The consortium, which includes Bechtel and beleaguered support services firm Amey, is understood to be pressing Treasury officials to close its contract to take over a third of London's Tube network – the Jubilee, Northern and Piccadilly lines – by the end of the year.

The government is keen for all three Tube Lines contracts to be signed simultaneously. However, Metronet this week confirmed there were delays to the completion of its two deals for the remaining two-thirds of the Tube, as predicted in Building last month (18 October, page 11). This could mean it will not sign until the new year.

A Tube Lines spokesperson said it was looking to reach financial close on its deal for the Jubilee, Northern and Piccadilly lines over the next month.

The spokesperson said: "We are very, very confident of doing the deal soon. We are not setting dates, but it's weeks rather months."

The spokesperson said it would be up to London Underground to decide if the three completions were to be split, and added: "They will have to take a view as to whether that can take place."

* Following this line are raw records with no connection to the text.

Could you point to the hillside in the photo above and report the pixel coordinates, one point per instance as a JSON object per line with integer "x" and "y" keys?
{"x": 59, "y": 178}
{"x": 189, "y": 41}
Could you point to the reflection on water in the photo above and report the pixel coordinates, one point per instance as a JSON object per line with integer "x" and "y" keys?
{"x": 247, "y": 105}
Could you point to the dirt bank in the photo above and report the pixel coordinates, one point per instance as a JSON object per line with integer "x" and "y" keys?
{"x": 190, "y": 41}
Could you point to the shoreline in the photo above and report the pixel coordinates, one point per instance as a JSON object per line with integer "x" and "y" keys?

Metronet confirmed this week that it had yet to finalise funding for its two contracts. The consortium, which includes contractor Balfour Beatty and consultant Atkins, is seeking £1bn in bonds, £1bn in bank loans and £600m from the European Investment Bank. The group said it was confident financing would be arranged but declined to say when the deals would be signed. It is set to take over two sets of lines: the Bakerloo, Central and Victoria lines, and the Hammersmith & City, Metropolitan, District and Circle lines.

n More than half of PFI deals have no contractual arrangements to share gains from refinancing, according to a report by government watchdog the National Audit Office. Refinancing refers to when PFI consortiums negotiate more favourable terms with lenders as project risks diminish.

The report called for procurement body the Office of Government Commerce to make sure government departments are fully aware of refinancing issues. Auditor general Sir John Bourn praised new OGC refinancing arrangements, where gains are split 50:50 between contractors and the public sector. But he added: "This is a complex area and departments will need to become more expert in this topic to enable them to manage the new arrangements effectively."